Since 2004 Claire Whitehead has investigated the ‘lost’ history of imperial Russian crime fiction, presenting her work in articles and in her monograph The Poetics of Early Russian Crime Fiction, 1860-1917 (Oxford: MHRA; Legenda, 2018). This book discusses works by little-known authors such as Nikolai Sokolovskii, Petr Stepanov, Nikolai Timofeev, Semyon Panov, Aleksandr Shkliarevskii and Andrei Zarin as well as offering new readings of Dostoevskii and Chekhov. For more information on these and other authors, see historical contexts.

The idea for the Lost Detectives project emerged out of discussions between Whitehead and author-illustrator Carol Adlam (herself a former Russianist), who created the cover of the monograph, about how this historically significant body of literature might be brought to the wider attention of generalist English-speaking audiences.
Project Timeline

Stage 1 (Spring-Summer 2019)
Exhibition: Three Courts, or Murder During the Ball
Stage 1 involved the production of 10 pages of proof-of-concept artwork of Adlam’s adaptation of Semyon Panov’s 1876 novella, Tri suda, ili ubiistvo vo vremia bala (Three Courts, or Murder During the Ball). These pages were displayed in May / June 2019 in the cloisters area of St Salvator’s Chapel, with accompanying talks.

Stage 2 (Autumn 2019-Spring 2020)
Audio scripts: Today in 1864; Spade and Sand; Curare
For Stage 2 Adlam produced three audio adaptations. Today in 1864 is a script for a 45-minute audio drama; it uses the ‘live’ format of the BBC Radio 4’s flagship news programme to dramatise the stories collected in Nikolai Timofeev’s Notes of an Investigator (1872). Spade and Sand is a libretto response to one of the stories in Timofeev’s collection, entitled ‘Murder and Suicide’. Curare adapts Aleksandr Shkliarevskii’s A Secret Investigation (1881).

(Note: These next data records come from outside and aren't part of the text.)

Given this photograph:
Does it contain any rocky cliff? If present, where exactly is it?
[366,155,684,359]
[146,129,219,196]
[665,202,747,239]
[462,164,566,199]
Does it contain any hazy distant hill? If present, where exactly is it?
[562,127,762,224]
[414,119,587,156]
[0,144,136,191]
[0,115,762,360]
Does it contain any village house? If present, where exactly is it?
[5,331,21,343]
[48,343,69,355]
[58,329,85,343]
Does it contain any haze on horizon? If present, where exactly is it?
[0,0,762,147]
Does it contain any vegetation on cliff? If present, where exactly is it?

Stage 3 (Autumn 2021-Spring 2023)
Graphic novel: The Russian Detective
In Stage 3 Adlam wrote and illustrated a full-length graphic novel, The Russian Detective. This is loosely inspired by Panov’s Three Courts, which sits inside an original story by Adlam that responds to the genre of early Russian crime fiction as a whole. The Russian Detective introduces Charlotta Ivanovna (Charlie Fox) – a liar, magician, trickster and thief. The Russian Detective was published by Jonathan Cape / Viking (Penguin Random House) in 2024, and was named as one of The Guardian’s Best Books / Best Graphic Novels of 2024. In 2025 it will be published in Portuguese by publisher Leya.

Stage 4 (Autumn 2024)
Networking Event: Lost Detectives and Beyond
In November 2024 Adlam and Whitehead convened an interdisciplinary and multi-institutional networking event, bringing together specialists from the creative arts (game design, illustration, immersive experience, crime fiction, visual storytelling, VR and XR) with experts in forensic science, social geography, gender studies and women’s history, literary history, and audience engagement, to discuss ideas for future developments of a large crossmedia project using the Lost Detectives project as a springboard. For updates on continuing and future plans, sign up via news.

Summary of outputs
The Lost Detectives project generated outputs on the subjects of literary history, women’s writing, crime fiction, visual and audio adaptation, and graphic novel adaptation. These are: 5 creative works (3 audio scripts; 1 exhibition, 1 graphic novel); 6 peer-reviewed articles on the subjects of literary history, women’s writing, crime fiction, text to graphic and audio adaptation; a podcast (6 episodes); a networking event (see below), and 18 specialist and public talks, presentations, and other events.